What level of interest is the quality of sample processing, aka "preanalytics", relative to POCT? Would phlebotomized collection of a 3 or 4 ml blood sample into a separator tube that could provide virtual quantitative separation into harvestable fractions of plasma, nucleated cells, and RBCs within 60 seconds after collection be a desirable product goal?
Pittsburgh, PA

James H. Nichols, Ph.D., DABCC, FACB: Preanalytics is everything to POC and could have the same impact that analytical or postanalytical problems could have on the quality of a test result. In POCT, specifically, preanalytical sample collection, could have an even greater impact on POCT results than preanalytical variation on the core lab results because of the use of capillary blood and the potential for poor collection technique with fingersticks. From the standpoint of current POCT, a device that separates plasma in the collection tube without operator interaction would probably be of little value, since all current devices are based on whole unprocessed blood or body fluid. For future technologies, requiring plasma, such a device may have better applications, but you will have to remember that capillary or noninvasive collections (urine, saliva, etc.) tend to be preferred samples for POCT over venous phlebotomy that cannot be performed on by patients on themselves.

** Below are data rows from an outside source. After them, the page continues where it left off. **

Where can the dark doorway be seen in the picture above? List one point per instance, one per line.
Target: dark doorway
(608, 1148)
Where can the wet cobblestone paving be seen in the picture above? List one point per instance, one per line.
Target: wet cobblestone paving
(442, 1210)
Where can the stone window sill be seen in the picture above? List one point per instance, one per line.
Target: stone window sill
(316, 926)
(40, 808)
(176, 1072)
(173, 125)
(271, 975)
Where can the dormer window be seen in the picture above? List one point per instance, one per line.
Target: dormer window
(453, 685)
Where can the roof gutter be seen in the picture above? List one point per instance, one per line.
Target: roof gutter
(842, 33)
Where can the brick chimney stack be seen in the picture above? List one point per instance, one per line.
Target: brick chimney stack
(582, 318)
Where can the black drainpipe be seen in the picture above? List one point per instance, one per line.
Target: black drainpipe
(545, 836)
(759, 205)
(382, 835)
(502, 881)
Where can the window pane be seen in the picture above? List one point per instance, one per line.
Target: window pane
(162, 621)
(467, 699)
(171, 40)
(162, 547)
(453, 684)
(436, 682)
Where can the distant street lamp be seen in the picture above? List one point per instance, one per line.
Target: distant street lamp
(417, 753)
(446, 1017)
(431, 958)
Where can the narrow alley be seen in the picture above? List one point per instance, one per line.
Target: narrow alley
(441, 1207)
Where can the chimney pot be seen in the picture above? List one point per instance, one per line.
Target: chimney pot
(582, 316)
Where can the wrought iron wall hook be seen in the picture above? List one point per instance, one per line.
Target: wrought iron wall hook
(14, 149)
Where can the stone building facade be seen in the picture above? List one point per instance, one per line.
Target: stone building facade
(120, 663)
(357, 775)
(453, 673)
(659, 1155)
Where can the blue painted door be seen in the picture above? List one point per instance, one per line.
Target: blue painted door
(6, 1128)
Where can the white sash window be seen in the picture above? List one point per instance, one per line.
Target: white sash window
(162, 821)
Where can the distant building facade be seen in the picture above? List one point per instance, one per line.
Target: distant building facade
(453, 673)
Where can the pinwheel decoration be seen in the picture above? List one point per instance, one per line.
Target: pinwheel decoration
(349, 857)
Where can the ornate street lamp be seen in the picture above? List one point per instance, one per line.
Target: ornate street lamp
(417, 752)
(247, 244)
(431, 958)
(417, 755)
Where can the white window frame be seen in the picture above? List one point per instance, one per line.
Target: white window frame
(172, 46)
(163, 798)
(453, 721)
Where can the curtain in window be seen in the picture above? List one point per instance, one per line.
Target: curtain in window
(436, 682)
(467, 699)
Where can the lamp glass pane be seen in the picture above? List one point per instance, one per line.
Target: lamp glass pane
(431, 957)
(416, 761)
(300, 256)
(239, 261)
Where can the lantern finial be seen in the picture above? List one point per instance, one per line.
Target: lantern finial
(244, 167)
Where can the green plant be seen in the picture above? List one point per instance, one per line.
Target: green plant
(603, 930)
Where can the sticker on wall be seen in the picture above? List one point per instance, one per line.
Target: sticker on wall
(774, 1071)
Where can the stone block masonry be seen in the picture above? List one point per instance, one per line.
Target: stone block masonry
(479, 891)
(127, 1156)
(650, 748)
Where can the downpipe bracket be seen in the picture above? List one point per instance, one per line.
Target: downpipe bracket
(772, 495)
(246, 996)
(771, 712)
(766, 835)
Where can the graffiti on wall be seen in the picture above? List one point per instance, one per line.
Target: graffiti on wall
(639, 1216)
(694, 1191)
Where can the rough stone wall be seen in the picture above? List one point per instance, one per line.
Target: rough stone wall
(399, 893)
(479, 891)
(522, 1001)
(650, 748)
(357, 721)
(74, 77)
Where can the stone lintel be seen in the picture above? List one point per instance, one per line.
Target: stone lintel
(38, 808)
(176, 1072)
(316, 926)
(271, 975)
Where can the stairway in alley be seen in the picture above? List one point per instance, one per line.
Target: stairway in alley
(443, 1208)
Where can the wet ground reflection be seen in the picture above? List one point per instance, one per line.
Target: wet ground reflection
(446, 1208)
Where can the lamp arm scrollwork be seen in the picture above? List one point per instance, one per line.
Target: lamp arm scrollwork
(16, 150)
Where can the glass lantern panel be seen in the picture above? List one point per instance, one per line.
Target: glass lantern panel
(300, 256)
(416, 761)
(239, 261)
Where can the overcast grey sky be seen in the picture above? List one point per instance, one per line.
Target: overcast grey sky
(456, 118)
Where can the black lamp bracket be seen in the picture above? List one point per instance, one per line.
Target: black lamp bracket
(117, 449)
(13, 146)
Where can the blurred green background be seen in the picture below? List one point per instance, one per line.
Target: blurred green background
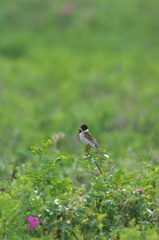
(63, 64)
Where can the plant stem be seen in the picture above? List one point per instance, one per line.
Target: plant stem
(100, 170)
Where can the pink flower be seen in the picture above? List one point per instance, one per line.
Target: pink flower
(34, 221)
(140, 191)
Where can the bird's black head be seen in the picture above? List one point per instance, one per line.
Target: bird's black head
(83, 128)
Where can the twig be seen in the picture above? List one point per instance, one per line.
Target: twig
(75, 235)
(93, 173)
(100, 170)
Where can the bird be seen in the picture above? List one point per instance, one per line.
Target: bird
(88, 139)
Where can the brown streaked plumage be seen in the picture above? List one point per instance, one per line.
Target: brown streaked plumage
(88, 139)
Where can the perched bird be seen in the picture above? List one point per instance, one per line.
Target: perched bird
(88, 139)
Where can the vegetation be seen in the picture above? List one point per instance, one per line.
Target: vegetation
(64, 64)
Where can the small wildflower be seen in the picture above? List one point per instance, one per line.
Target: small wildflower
(34, 221)
(140, 191)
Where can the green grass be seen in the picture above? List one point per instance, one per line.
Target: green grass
(98, 65)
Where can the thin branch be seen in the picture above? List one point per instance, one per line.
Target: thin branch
(93, 173)
(100, 170)
(75, 235)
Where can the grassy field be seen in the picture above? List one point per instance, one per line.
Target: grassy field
(63, 64)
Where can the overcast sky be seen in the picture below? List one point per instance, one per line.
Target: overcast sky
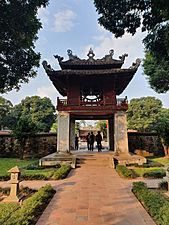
(72, 24)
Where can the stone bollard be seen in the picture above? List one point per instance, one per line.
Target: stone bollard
(14, 181)
(166, 178)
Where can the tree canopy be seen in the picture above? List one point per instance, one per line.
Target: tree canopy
(18, 32)
(5, 108)
(161, 126)
(142, 113)
(120, 16)
(34, 110)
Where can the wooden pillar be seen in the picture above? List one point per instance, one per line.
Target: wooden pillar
(111, 134)
(120, 133)
(72, 133)
(63, 136)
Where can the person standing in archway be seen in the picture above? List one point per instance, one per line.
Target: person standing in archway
(76, 142)
(91, 141)
(88, 141)
(99, 141)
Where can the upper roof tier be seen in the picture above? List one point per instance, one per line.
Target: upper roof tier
(91, 70)
(74, 62)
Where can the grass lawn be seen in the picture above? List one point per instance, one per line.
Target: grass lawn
(141, 171)
(7, 163)
(163, 160)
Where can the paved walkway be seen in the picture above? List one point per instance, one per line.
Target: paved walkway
(94, 195)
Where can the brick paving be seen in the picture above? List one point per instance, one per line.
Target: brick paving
(94, 194)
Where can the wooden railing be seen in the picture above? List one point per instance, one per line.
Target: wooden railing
(121, 103)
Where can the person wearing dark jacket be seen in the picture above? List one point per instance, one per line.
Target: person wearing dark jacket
(99, 141)
(91, 141)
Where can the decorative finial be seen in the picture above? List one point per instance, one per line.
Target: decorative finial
(91, 54)
(47, 66)
(123, 57)
(111, 53)
(136, 64)
(59, 58)
(71, 56)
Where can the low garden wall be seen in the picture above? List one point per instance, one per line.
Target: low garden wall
(35, 147)
(145, 144)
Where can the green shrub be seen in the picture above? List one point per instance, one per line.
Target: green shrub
(155, 203)
(4, 177)
(154, 174)
(163, 185)
(34, 177)
(5, 191)
(29, 212)
(6, 210)
(125, 172)
(62, 172)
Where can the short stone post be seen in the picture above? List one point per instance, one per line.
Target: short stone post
(14, 181)
(167, 177)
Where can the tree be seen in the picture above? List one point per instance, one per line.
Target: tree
(161, 126)
(120, 16)
(101, 125)
(142, 113)
(39, 111)
(18, 32)
(23, 130)
(54, 127)
(5, 108)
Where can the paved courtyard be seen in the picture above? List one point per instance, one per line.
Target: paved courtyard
(94, 194)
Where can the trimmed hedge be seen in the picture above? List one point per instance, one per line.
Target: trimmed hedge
(32, 208)
(42, 174)
(6, 210)
(125, 172)
(62, 172)
(163, 185)
(154, 174)
(154, 202)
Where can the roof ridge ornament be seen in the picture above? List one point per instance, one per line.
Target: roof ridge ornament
(71, 56)
(47, 66)
(91, 54)
(108, 57)
(59, 58)
(135, 64)
(123, 57)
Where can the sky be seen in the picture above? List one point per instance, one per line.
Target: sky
(72, 24)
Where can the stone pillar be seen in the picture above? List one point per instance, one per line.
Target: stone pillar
(63, 142)
(72, 133)
(111, 134)
(120, 133)
(14, 181)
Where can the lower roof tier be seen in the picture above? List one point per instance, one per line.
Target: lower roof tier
(119, 78)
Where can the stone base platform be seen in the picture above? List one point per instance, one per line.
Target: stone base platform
(129, 159)
(58, 158)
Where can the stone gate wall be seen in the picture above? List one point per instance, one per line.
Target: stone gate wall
(43, 144)
(145, 144)
(35, 147)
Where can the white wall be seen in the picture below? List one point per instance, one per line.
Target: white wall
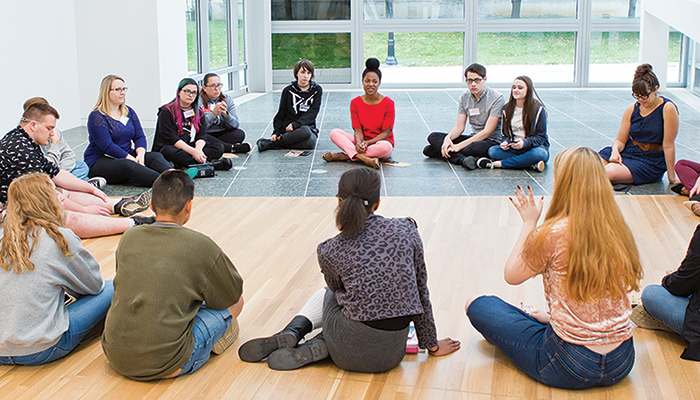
(39, 58)
(144, 42)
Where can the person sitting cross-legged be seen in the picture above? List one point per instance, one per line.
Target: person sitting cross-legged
(175, 306)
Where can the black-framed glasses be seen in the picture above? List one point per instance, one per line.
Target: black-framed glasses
(638, 97)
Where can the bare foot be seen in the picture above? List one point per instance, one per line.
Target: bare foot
(369, 161)
(330, 157)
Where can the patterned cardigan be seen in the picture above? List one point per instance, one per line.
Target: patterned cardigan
(380, 273)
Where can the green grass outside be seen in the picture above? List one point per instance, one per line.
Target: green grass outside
(332, 50)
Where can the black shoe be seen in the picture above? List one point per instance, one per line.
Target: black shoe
(293, 358)
(265, 144)
(129, 206)
(257, 349)
(139, 220)
(222, 164)
(240, 148)
(621, 187)
(485, 163)
(469, 163)
(429, 151)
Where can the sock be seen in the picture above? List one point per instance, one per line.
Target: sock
(313, 309)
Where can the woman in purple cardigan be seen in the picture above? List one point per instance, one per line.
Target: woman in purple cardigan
(117, 148)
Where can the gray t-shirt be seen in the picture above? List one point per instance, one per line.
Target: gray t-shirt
(34, 317)
(478, 112)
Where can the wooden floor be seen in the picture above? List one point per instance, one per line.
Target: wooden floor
(273, 242)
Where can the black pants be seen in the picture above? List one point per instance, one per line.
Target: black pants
(476, 149)
(182, 159)
(121, 170)
(302, 138)
(228, 138)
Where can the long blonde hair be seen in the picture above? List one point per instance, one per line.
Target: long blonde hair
(32, 205)
(103, 98)
(603, 257)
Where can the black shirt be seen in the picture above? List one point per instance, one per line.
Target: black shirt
(19, 155)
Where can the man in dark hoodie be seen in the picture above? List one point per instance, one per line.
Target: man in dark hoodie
(295, 121)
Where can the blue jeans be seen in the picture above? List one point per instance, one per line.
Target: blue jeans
(519, 158)
(665, 307)
(83, 315)
(541, 354)
(80, 170)
(209, 326)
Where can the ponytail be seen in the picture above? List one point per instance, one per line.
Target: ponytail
(358, 192)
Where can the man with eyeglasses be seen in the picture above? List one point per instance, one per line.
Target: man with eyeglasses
(482, 106)
(88, 208)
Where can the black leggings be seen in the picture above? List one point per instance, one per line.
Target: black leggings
(121, 170)
(227, 138)
(182, 159)
(302, 138)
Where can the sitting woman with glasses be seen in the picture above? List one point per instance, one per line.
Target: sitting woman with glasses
(372, 123)
(645, 145)
(117, 144)
(40, 262)
(181, 134)
(220, 116)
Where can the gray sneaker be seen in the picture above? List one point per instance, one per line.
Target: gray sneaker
(129, 206)
(98, 182)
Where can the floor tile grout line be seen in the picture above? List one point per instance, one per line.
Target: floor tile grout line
(247, 158)
(313, 154)
(582, 123)
(536, 181)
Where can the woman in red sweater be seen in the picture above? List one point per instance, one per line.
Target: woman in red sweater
(372, 123)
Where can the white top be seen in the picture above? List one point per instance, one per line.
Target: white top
(516, 123)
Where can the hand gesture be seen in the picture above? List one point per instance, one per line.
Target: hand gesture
(446, 346)
(695, 189)
(517, 144)
(525, 204)
(447, 147)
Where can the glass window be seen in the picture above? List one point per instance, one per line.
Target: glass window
(241, 34)
(489, 9)
(614, 56)
(615, 9)
(192, 46)
(330, 53)
(299, 10)
(218, 34)
(413, 9)
(432, 57)
(543, 56)
(675, 41)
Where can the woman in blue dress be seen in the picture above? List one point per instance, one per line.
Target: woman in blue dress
(645, 145)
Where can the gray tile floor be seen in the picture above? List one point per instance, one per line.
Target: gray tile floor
(576, 117)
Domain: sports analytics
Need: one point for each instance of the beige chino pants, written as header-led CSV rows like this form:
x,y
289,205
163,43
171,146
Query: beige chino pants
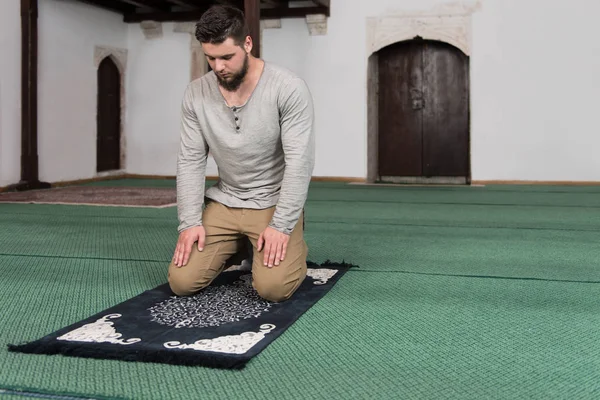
x,y
226,232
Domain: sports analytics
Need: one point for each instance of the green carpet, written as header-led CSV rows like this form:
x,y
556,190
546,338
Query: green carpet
x,y
465,293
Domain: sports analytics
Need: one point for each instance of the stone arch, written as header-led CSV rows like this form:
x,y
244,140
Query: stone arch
x,y
449,23
119,57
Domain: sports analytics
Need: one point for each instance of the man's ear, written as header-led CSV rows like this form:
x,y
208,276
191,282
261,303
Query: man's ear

Coming back to the non-invasive technology for glucose testing, I completely agree with your answer. Not only the methods are different from the analytical point-of-view (precision, accuracy, spec, sens., etc.), but the way they will be used may also lead to different patient outcome (sporadic vs. almost-continuous monitoring). However, current studies are only focusing in the analytical part of the story, which may delay the progress in terms of other clinical-oriented outcomes. For sure new studies are needed, addressing the classical and also these new questions. Will the NACB recommendations address these new challenges?
São Paulo, Brazil

James H. Nichols, Ph.D., DABCC, FACB: The analytic focus of the majority of the POCT literature is one of the limitations in defining patient outcomes. The NACB project intends to define the current extent of the literature and/or lack of evidence and indicate potential areas that need to be investigated. Since continuous monitoring is such a hot topic, I'm sure that it will be one of the clinical questions addressed by the diabetes group.